Keep track of your money
Lately I’ve been paying much closer attention to my finances, partially because now I have a significant amount of money coming in on a semi-regular basis and I need to look at taxes. I also decided that I needed to get in the habit of keeping track of my credit cards and bank accounts more carefully.
I think a lot of college students tend to be pretty lax about how well they keep track of their money – that’s why so many accept loans and use credit cards without ever thinking about how they’ll pay everything off.

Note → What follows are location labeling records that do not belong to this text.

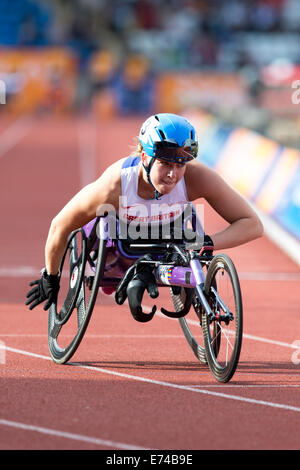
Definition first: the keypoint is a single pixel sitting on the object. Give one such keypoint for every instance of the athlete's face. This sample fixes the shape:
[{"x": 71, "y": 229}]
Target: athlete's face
[{"x": 165, "y": 175}]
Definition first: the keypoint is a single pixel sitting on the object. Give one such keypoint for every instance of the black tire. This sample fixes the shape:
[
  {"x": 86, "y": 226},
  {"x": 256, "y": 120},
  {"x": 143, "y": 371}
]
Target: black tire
[
  {"x": 223, "y": 338},
  {"x": 191, "y": 324},
  {"x": 78, "y": 298}
]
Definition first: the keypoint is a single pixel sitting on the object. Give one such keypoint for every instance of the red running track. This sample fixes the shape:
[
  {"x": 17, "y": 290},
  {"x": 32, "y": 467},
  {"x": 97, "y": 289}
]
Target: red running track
[{"x": 130, "y": 385}]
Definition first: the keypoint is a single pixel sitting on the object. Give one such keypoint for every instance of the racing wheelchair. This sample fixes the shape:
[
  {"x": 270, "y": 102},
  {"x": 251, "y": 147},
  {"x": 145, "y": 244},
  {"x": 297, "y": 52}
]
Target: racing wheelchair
[{"x": 204, "y": 290}]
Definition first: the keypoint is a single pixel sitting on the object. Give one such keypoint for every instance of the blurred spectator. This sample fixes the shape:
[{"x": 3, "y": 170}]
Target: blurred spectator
[{"x": 134, "y": 87}]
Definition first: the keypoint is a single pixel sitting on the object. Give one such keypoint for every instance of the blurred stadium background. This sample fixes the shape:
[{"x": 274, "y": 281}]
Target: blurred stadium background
[{"x": 230, "y": 65}]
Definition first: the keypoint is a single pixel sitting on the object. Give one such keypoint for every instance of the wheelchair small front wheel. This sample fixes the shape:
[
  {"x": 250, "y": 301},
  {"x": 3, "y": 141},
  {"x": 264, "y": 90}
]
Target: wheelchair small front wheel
[{"x": 69, "y": 316}]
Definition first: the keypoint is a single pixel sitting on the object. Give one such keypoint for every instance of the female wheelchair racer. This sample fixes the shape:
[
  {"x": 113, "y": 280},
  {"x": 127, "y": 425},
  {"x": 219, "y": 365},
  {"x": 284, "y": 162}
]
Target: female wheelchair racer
[{"x": 165, "y": 172}]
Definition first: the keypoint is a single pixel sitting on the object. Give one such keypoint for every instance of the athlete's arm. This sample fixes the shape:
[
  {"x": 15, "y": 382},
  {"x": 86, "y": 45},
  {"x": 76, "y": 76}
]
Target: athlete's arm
[
  {"x": 80, "y": 210},
  {"x": 244, "y": 224}
]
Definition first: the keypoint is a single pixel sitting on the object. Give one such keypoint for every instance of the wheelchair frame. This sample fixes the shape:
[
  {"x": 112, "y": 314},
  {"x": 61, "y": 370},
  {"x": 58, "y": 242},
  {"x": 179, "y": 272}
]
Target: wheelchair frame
[{"x": 184, "y": 274}]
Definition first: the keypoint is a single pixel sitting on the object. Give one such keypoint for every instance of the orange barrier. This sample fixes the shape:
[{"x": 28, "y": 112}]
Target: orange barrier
[{"x": 38, "y": 78}]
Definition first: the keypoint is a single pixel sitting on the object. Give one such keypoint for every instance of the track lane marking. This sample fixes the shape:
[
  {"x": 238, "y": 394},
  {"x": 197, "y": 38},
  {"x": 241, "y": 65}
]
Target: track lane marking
[
  {"x": 69, "y": 435},
  {"x": 163, "y": 383}
]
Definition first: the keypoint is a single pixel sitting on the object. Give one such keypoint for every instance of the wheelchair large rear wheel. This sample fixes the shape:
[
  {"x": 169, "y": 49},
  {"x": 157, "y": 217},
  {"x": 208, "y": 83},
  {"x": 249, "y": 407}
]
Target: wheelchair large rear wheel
[
  {"x": 190, "y": 324},
  {"x": 223, "y": 335},
  {"x": 80, "y": 275}
]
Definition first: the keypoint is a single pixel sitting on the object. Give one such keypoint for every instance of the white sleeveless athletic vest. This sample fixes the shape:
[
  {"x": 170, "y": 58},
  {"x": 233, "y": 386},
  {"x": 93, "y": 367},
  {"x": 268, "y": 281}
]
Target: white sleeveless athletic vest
[{"x": 136, "y": 210}]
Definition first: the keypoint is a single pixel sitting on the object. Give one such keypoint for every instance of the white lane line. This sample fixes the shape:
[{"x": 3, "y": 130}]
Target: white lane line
[
  {"x": 70, "y": 435},
  {"x": 245, "y": 335},
  {"x": 14, "y": 133},
  {"x": 165, "y": 384}
]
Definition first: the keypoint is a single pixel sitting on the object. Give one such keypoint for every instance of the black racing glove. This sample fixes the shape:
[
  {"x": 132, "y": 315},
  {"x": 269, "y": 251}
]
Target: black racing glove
[
  {"x": 208, "y": 241},
  {"x": 46, "y": 288}
]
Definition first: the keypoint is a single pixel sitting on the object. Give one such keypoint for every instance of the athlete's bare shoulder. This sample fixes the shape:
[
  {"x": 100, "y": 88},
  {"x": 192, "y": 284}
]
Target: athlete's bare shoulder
[
  {"x": 109, "y": 183},
  {"x": 199, "y": 179}
]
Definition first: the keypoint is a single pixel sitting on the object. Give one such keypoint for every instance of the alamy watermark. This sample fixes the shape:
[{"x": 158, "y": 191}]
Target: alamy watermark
[
  {"x": 153, "y": 221},
  {"x": 2, "y": 92}
]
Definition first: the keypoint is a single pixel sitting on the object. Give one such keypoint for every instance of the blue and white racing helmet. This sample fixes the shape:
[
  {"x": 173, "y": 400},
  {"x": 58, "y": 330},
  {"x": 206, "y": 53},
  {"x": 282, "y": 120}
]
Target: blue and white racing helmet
[{"x": 168, "y": 137}]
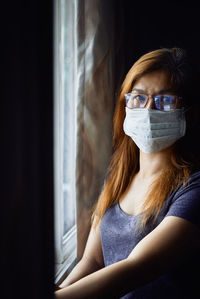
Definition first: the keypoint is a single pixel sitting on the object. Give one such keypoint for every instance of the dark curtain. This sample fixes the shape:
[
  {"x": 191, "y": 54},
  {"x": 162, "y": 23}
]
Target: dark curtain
[{"x": 27, "y": 242}]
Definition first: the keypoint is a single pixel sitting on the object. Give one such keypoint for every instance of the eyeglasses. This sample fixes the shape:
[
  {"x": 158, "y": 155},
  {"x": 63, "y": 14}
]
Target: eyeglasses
[{"x": 161, "y": 102}]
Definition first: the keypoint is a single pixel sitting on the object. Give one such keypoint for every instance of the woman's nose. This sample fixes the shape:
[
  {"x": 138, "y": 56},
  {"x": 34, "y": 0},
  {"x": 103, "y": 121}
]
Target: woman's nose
[{"x": 150, "y": 103}]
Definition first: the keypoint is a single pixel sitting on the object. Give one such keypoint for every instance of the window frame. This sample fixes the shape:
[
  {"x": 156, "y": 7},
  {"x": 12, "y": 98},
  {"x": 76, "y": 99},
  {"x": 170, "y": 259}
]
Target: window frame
[{"x": 65, "y": 245}]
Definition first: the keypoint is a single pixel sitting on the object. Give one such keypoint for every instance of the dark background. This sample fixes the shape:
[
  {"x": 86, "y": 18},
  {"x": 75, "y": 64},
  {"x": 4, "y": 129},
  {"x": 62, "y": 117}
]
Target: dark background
[{"x": 27, "y": 257}]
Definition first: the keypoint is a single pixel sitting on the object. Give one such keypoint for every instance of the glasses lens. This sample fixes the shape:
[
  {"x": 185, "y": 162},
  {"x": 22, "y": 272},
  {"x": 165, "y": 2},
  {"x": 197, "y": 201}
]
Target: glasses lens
[
  {"x": 135, "y": 100},
  {"x": 165, "y": 102}
]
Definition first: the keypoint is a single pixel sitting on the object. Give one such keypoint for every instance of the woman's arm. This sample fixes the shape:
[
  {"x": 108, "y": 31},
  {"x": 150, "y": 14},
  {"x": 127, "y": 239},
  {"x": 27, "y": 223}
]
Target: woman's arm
[
  {"x": 91, "y": 261},
  {"x": 167, "y": 245}
]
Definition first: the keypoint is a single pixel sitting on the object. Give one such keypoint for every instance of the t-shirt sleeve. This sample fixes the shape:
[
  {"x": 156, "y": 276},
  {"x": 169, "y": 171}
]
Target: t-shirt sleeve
[{"x": 187, "y": 205}]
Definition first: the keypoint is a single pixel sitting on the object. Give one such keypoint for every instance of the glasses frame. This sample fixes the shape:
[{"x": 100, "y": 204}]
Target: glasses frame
[{"x": 177, "y": 98}]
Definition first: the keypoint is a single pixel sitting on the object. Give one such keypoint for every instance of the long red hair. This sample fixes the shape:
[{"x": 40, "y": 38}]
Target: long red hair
[{"x": 124, "y": 163}]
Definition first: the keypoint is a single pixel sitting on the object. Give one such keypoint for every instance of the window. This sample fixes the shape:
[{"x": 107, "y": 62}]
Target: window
[{"x": 64, "y": 135}]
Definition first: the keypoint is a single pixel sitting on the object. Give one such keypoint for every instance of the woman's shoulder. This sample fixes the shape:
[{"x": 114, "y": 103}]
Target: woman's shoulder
[{"x": 185, "y": 202}]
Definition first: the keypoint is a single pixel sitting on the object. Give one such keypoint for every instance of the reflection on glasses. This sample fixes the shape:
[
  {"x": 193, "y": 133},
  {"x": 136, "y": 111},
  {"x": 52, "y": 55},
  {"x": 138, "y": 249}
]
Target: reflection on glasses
[{"x": 161, "y": 102}]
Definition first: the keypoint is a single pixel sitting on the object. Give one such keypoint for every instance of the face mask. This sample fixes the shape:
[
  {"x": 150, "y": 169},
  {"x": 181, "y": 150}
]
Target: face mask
[{"x": 154, "y": 130}]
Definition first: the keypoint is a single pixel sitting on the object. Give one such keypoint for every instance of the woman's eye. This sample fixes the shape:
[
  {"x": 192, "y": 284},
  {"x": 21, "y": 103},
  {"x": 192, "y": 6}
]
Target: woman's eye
[
  {"x": 139, "y": 97},
  {"x": 168, "y": 99}
]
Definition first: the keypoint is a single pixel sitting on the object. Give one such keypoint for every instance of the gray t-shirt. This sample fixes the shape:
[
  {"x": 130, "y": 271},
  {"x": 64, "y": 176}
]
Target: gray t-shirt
[{"x": 119, "y": 236}]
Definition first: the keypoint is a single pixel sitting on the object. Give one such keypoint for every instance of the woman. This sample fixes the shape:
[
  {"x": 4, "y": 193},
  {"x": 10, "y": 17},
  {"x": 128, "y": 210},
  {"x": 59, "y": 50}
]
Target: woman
[{"x": 145, "y": 238}]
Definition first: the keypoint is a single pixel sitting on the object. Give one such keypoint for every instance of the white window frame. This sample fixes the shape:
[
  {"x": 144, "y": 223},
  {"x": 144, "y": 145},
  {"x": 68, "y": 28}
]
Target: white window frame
[{"x": 65, "y": 245}]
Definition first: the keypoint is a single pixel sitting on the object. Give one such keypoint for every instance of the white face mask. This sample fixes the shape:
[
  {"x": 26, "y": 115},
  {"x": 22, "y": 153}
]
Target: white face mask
[{"x": 154, "y": 130}]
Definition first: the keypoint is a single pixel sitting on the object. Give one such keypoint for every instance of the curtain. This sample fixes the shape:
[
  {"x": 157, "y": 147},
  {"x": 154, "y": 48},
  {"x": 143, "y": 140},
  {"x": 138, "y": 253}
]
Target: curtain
[{"x": 95, "y": 103}]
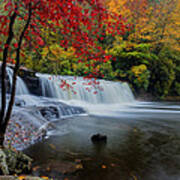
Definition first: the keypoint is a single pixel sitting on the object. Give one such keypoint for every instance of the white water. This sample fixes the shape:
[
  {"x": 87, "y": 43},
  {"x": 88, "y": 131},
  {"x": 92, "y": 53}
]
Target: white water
[
  {"x": 20, "y": 85},
  {"x": 105, "y": 93}
]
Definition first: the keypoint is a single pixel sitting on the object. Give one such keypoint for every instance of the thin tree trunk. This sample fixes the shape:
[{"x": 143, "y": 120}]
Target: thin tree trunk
[
  {"x": 15, "y": 73},
  {"x": 3, "y": 74}
]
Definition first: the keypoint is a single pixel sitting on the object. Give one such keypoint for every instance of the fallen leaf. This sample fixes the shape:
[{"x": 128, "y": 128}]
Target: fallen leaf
[
  {"x": 52, "y": 146},
  {"x": 44, "y": 177},
  {"x": 79, "y": 166},
  {"x": 78, "y": 160},
  {"x": 35, "y": 168},
  {"x": 103, "y": 166}
]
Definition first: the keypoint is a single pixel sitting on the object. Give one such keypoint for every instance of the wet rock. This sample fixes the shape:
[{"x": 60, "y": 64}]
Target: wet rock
[
  {"x": 12, "y": 162},
  {"x": 99, "y": 138},
  {"x": 49, "y": 113},
  {"x": 19, "y": 102}
]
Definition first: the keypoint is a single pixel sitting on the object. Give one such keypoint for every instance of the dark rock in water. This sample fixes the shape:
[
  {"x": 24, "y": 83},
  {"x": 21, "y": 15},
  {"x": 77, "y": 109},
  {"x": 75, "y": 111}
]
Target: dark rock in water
[
  {"x": 49, "y": 113},
  {"x": 12, "y": 162},
  {"x": 19, "y": 102},
  {"x": 99, "y": 138}
]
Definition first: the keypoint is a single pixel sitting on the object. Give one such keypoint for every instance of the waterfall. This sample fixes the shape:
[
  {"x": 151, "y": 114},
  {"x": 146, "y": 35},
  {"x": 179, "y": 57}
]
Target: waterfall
[
  {"x": 83, "y": 90},
  {"x": 20, "y": 85}
]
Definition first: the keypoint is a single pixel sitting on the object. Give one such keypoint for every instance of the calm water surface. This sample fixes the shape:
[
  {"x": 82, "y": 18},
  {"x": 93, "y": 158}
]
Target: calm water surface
[{"x": 143, "y": 144}]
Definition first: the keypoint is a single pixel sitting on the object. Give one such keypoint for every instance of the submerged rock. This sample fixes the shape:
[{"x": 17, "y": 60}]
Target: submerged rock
[
  {"x": 99, "y": 138},
  {"x": 13, "y": 162}
]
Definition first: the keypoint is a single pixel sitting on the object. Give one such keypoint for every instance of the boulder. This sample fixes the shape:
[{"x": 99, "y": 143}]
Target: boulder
[
  {"x": 12, "y": 162},
  {"x": 99, "y": 138}
]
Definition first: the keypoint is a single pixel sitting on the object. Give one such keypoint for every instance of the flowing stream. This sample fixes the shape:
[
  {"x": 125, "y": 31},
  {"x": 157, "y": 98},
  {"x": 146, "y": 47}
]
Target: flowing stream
[{"x": 143, "y": 138}]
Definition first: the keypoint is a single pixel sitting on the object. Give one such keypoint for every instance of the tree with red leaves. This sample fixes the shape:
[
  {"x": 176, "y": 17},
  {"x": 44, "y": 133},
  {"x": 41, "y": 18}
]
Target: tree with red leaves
[{"x": 79, "y": 21}]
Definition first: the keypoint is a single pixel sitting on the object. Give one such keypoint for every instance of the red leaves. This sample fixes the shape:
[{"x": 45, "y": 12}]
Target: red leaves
[{"x": 15, "y": 45}]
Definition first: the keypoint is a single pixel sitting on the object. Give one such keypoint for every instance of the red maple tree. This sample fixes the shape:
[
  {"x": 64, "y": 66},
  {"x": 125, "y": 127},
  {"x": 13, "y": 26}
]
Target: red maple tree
[{"x": 79, "y": 21}]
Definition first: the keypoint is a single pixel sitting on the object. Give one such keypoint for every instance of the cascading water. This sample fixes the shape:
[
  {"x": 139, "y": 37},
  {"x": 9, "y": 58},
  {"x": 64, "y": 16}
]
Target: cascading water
[
  {"x": 106, "y": 92},
  {"x": 20, "y": 86}
]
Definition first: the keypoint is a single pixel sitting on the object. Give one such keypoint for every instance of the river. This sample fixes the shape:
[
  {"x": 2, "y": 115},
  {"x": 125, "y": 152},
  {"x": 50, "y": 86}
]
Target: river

If you’re like me and do 99% of your banking online, keeping track of finances is really easy. I recently setup Microsoft Money with all of my credit card and bank accounts and started posting when I spent money, where I spent it, and how much I spent. This way I can compare my records against the bank records and catch any mistakes much more quickly.
I’m actually really bad at this kind of thing, so it’s going to be a bit of a chore trying to talk myself into updating Money on a regular basis, but hopefully I can keep it up. I always save my receipts, I just never do anything with them. Now I’m hoping I can take all the receipts and update everything 3-4 times a week.
Anyone have any advice on keeping track of all the money coming in and going out? I’m enjoying Microsoft Money, but if there’s something better I’d gladly switch.


Well, I must admit, I am in the later stages of my twenties and I still found myself with the habits of a college student (something I picked up in college and never relenquished). I am on week 2 of my Microsoft Money binge and I too have found it a very intuitive program to use.
I used to use the roughly remember method. I would roughly remember how much I had in all my accounts without truly knowing. Well that caught up with me three weeks ago (which wasn’t the first time, but definitely the motherload). I wound up owing the bank $600 right before Christmas. I forgot about one purchase I had made and because of that found myself in the red and hitting 14 bank fee transactions equaling around $500 on top of the -$180 I had mis-spent.
Painful lesson that I was fortunate enough to be able to pay off immediately, but that cost me some personal sacrifices and was a complete waste of money. Ever since then I decided it was best to get things in order and start cleaning up my finances (including credit score which is still recovering from college 5 years out).
So I am with you and so far I am enjoying Money 2006 Small Business Edition.